I’m mostly thrilled for the progress because my daughter is coming home (such as it is) for Thanksgiving. I dragged boxes from the guest bedroom to the garage to clear enough floor space to make room for the inflatable bed.  Though I won’t be surprised if she takes one look at the state of things and begs for a hotel room.  Maybe she’ll get into the fun of camping out in the construction zone.

I hope you and yours have a wonderful Thanksgiving and take time to count your many blessings; I know I will.

Post 365 Days – Week 47 – Put that tape measure down!

tape measur line drawing
There are too many disadvantages to living in a house under renovation to list but there is, perhaps, one advantage – proximity.

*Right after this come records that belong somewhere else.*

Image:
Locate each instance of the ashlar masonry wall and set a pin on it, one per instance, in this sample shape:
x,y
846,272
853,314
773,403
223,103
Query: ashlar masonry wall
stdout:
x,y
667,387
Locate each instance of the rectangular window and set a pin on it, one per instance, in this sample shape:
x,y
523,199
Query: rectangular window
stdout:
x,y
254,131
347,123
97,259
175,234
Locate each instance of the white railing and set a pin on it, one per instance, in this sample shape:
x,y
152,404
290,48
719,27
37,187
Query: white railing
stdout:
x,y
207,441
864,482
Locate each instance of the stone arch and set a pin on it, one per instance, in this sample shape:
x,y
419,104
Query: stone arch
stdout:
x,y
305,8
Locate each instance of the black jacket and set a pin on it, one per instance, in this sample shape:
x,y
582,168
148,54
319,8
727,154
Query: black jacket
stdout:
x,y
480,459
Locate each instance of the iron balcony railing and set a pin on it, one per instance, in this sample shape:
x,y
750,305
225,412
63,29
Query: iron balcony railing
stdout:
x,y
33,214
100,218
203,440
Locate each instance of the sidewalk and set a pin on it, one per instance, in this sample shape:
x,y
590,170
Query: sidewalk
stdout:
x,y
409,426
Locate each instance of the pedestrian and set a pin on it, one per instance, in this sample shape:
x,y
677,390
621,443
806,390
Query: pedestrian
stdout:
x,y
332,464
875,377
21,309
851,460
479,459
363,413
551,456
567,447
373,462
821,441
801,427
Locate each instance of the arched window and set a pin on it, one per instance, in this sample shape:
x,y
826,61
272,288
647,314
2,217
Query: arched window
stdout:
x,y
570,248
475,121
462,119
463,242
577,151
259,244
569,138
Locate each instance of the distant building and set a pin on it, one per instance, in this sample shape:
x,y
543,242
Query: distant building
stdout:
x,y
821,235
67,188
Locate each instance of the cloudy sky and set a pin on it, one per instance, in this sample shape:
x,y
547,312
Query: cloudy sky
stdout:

Last week I began working on the layout of what will eventually be my new walk-in closet. I could have pulled out the plans but the actual closet space was just steps away down the hall, why wouldn’t I just go and measure the actual space, stand in it, get a feel for it?

First I had to purchase a proper, retractable tape measure from Lowe’s – my dressmakers cloth tape measure just wasn’t up to the job! Hefty 30′ tape measure in hand, I began to take down the dimensions of my closet. When I put those measurements to paper to draw the closet, something didn’t feel right. I decided to look at those plans after all.

The plans called for a 29″ return wall in the closet. That same wall on my paper, the one with the actual as built dimensions, was….24″!

I couldn’t stop there.

I started measuring everything! After all, it was right there at hand and easy to measure – an advantage?

I found that EVERY measurement was off, some by as much as 8″!

Well, as you can imagine, I freaked!

I sent emails to my GC (General Contractor) in a panic. Only after I’d gotten an email back from him saying that everything was just fine and 24″ was the same as 29″ (I barely passed geometry but I know 24 and 29 are not the same) that I sent a freak out email to my designer. I expected her to come back with a scathing reply to my GC telling him he has to adhere to her designs so must tear out everything that’s been done and re-do it to the proper specifications.

Instead she also told me 24″ will be fine and not to worry. Huh? I thought building was a precise science. I thought plans were drawn so that measurements were locked in. Turns out those plans, just a suggestion.

I did some more measuring (couldn’t help myself) and the major dimensions, distance from door to wall, wall to window, width of hallways – those are all spot on – it’s just the internal dimensions that have fluctuated shall we say.

I’m going to take a deep breath. I’m going to trust the two people I’ve hired and paid well for their expertise but I will, as Ronald Reagan (can’t believe I’m quoting a Republican!) once said “trust but verify.” While I keep an open mind, I’ll be checking to make sure I’m getting what I was promised. I might as well since I have the advantage of being right there with my tape measure at the ready.